Signs point to Christmas spending revival
How do you intend to pay for your Christmas presents?
Waikato retailers could have themselves a merry little Christmas despite the economic crunch, as credit and hire purchase applications make a comeback and shoppers are forecast to throw off their financial straitjackets in a bit of a splurge.
Credit data analysis specialist Veda New Zealand said applications for credit are 9 per cent up on September last year as falling mortgage interest rates and under-control credit cards embolden Kiwis to loosen last year's tight grip on wallets.
Managing director John Roberts said applications for hire purchase and credit cards are "making a comeback for the first time in 12 months".
"People have got through the global financial crisis and are managing their finances better. Home loans are coming off fixed-term programmes and moving into floating rates with people saving themselves 1.5 percentage points, which is quite a bit in terms of saved interest.

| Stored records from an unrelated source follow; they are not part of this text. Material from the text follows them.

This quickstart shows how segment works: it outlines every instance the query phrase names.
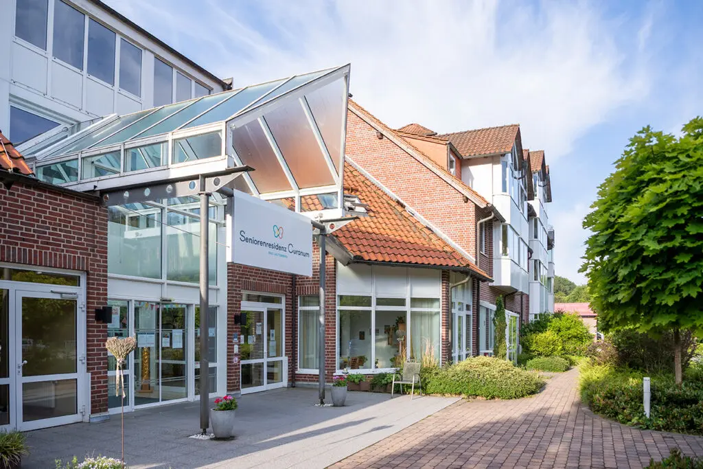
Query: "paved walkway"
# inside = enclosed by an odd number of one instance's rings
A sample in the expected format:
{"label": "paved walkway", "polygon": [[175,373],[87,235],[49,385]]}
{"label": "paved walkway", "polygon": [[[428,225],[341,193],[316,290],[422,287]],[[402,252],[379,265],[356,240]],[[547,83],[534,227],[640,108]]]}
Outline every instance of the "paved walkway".
{"label": "paved walkway", "polygon": [[641,468],[671,447],[703,456],[703,437],[639,430],[581,404],[579,371],[514,401],[462,401],[333,468]]}
{"label": "paved walkway", "polygon": [[[328,392],[329,400],[329,392]],[[198,402],[125,414],[124,459],[152,468],[324,468],[354,454],[458,399],[349,392],[344,407],[316,407],[317,390],[280,389],[238,399],[236,438],[188,438],[198,432]],[[54,468],[54,458],[102,454],[120,457],[120,416],[28,432],[25,469]]]}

"Reserve Bank figures show people have de-leveraged payments on their credit cards over the year and we wonder if they might be ready to spend a bit."

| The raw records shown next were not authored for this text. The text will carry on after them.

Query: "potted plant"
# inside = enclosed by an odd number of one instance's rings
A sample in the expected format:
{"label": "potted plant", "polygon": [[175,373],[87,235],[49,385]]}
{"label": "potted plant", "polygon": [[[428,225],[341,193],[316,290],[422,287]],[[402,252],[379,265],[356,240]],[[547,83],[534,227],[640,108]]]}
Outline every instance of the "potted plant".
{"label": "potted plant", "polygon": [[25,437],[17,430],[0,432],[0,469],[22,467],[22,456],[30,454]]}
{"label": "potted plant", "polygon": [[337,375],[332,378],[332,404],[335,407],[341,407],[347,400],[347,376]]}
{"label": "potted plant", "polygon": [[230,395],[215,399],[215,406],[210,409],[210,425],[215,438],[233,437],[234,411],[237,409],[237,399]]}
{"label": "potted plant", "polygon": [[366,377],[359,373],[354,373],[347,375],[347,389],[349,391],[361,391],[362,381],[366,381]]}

Kiwis spent just over $4.6 billion in December last year, according to Paymark which processes 75 per cent of all electronic transactions.
The Retailers Association also reckons cash registers could be ringing out this Christmas - but a bit depends on the weather.
Northern regional manager Russell Sinclair said Kiwis were getting to the end of a long period of retiring and restructuring debt.
"People might now be more prepared to spend, feeling they've organised themselves. Given a bit of encouragement and good weather in the lead-up to Christmas, I think people will get back into the mood of shopping."
Mr Sinclair said the weather and associated "feel good factor" had an influence on spending, and this winter had been a big dampener.
But a new consumer spending survey by debt collection and credit checking company Dun & Bradstreet paints a very different picture for Christmas spending.
Its latest expectations survey found two-thirds of respondents were less likely to spend on non-essentials in the December quarter compared to the same time last year.
The survey revealed 54 per cent of Kiwis were worried about their current financial situation, 5 per cent up, quarter-on-quarter.
Expectations for Christmas period spending were low, with 68 per cent of New Zealanders less likely to spend on non-essentials and only 5 per cent were more likely to buy items such as entertainment or beauty treatments.
Additionally, 63 per cent intended to avoid making big purchases, like a car or holiday, in the December quarter.
The survey found only 4 per cent intended to apply for a new credit card, compared with 6 per cent in the September quarter.
Dun & Bradstreet New Zealand general manager John Scott said more than half of those surveyed did not plan to increase their credit limit, down 7 per centage points quarter-on-quarter and down 25 percentage points year-on-year.